Lassen wir uns eine weit verbreitete Fehlannahme korrigieren.
Banken sind nicht dafür gebaut, Risiko zu nehmen.
Sie sind dafür gebaut, Risiko zu managen.
Von den Medici bis zu modernen Geschäftsbanken war die Kernfunktion immer dieselbe:
Liquidität gegen Sicherheiten bereitstellen.
Risiken konservativ bepreisen.
Die Bilanz schützen.
Das ist kein Fehler.
Das ist das System, wie es gedacht ist.

Das Risiko sitzt woanders
Risiko in einer Volkswirtschaft wird nicht von Banken getragen.
Es wird getragen von:
- Unternehmern
- Aktionären
- Eigenkapitalinvestoren
Eigenkapital absorbiert Volatilität.
Eigenkapital absorbiert Unsicherheit.
Eigenkapital absorbiert Scheitern.
Fremdkapital tut das nicht.
Fremdkapital ist konditional.
Eigenkapital ist exponiert.
Die Perspektive eines Bankers
Wie es ein Senior Banker einer europäischen Geschäftsbank kürzlich formuliert hat:
„Eine Geschäftsbank ist nicht im Geschäft, unternehmerisches Risiko zu tragen. Unsere Rolle ist es, Liquidität gegen messbares und beherrschbares Risiko bereitzustellen. Unsicherheit gehört ins Eigenkapital – nicht ins Bankensystem.“
Diese Unterscheidung wird oft missverstanden.

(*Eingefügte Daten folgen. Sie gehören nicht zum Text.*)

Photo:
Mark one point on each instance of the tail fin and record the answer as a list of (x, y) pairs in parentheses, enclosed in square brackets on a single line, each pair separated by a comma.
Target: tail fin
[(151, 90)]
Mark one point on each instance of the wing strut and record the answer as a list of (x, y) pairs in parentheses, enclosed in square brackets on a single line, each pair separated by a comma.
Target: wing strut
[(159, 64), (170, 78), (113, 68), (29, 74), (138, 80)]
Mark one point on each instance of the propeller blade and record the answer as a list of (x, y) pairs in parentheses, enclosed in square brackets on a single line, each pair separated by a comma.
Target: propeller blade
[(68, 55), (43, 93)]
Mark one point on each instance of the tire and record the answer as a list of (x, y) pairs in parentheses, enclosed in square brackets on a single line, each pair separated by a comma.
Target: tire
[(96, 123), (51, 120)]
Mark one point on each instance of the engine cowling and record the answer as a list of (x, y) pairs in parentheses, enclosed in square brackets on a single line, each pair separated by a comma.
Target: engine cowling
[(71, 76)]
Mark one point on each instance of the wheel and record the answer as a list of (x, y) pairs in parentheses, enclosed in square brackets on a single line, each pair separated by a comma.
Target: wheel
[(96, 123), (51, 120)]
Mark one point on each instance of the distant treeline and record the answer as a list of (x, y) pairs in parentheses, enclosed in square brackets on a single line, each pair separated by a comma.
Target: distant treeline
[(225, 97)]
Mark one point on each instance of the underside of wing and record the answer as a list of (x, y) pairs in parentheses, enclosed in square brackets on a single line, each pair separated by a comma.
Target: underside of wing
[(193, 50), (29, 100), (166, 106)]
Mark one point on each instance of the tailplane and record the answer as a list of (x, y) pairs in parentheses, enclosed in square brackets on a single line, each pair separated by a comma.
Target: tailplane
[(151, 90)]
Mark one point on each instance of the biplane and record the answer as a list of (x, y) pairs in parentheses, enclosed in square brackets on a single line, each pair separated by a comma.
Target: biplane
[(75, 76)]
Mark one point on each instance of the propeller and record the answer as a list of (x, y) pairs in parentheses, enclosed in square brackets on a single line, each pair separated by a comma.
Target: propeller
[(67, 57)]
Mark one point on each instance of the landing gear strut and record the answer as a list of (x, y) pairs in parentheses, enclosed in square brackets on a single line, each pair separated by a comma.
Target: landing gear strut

Banken sind Liquiditätsbereitsteller.
Unternehmer sind Risikoträger.
Investoren sind Risikoabsorber.
Wer diese Rollen verwechselt, baut fragile Kapitalstrukturen und schafft falsche Erwartungen.
Statement von Martin Wolfram Steininger
Martin Wolfram Steininger, CEO von BlackSwan Capital, bringt es noch direkter auf den Punkt:
„Unternehmer erwarten in schwierigen Zeiten manchmal, dass Banken wie Eigenkapitalinvestoren agieren. Das ist ein strukturelles Missverständnis. Risiko gehört auf die Eigenkapitalseite der Bilanz. Wer Resilienz will, muss sie kapitalisieren – nicht erst dann verhandeln, wenn der Druck steigt.“
Der Unterschied zwischen Liquidität und Risikokapital ist nicht technisch.
Er ist fundamental.
Und ihn zu missverstehen ist einer der häufigsten strategischen Fehler in der Unternehmensfinanzierung.
Warum das gerade jetzt relevant ist
In Wachstumsphasen ignorieren viele Unternehmen diese Unterscheidung.
Sie optimieren auf Leverage.
Sie gehen davon aus, dass Liquidität immer verfügbar bleibt.
Sie verhandeln hart mit Banken und erwarten in schwierigen Momenten Flexibilität.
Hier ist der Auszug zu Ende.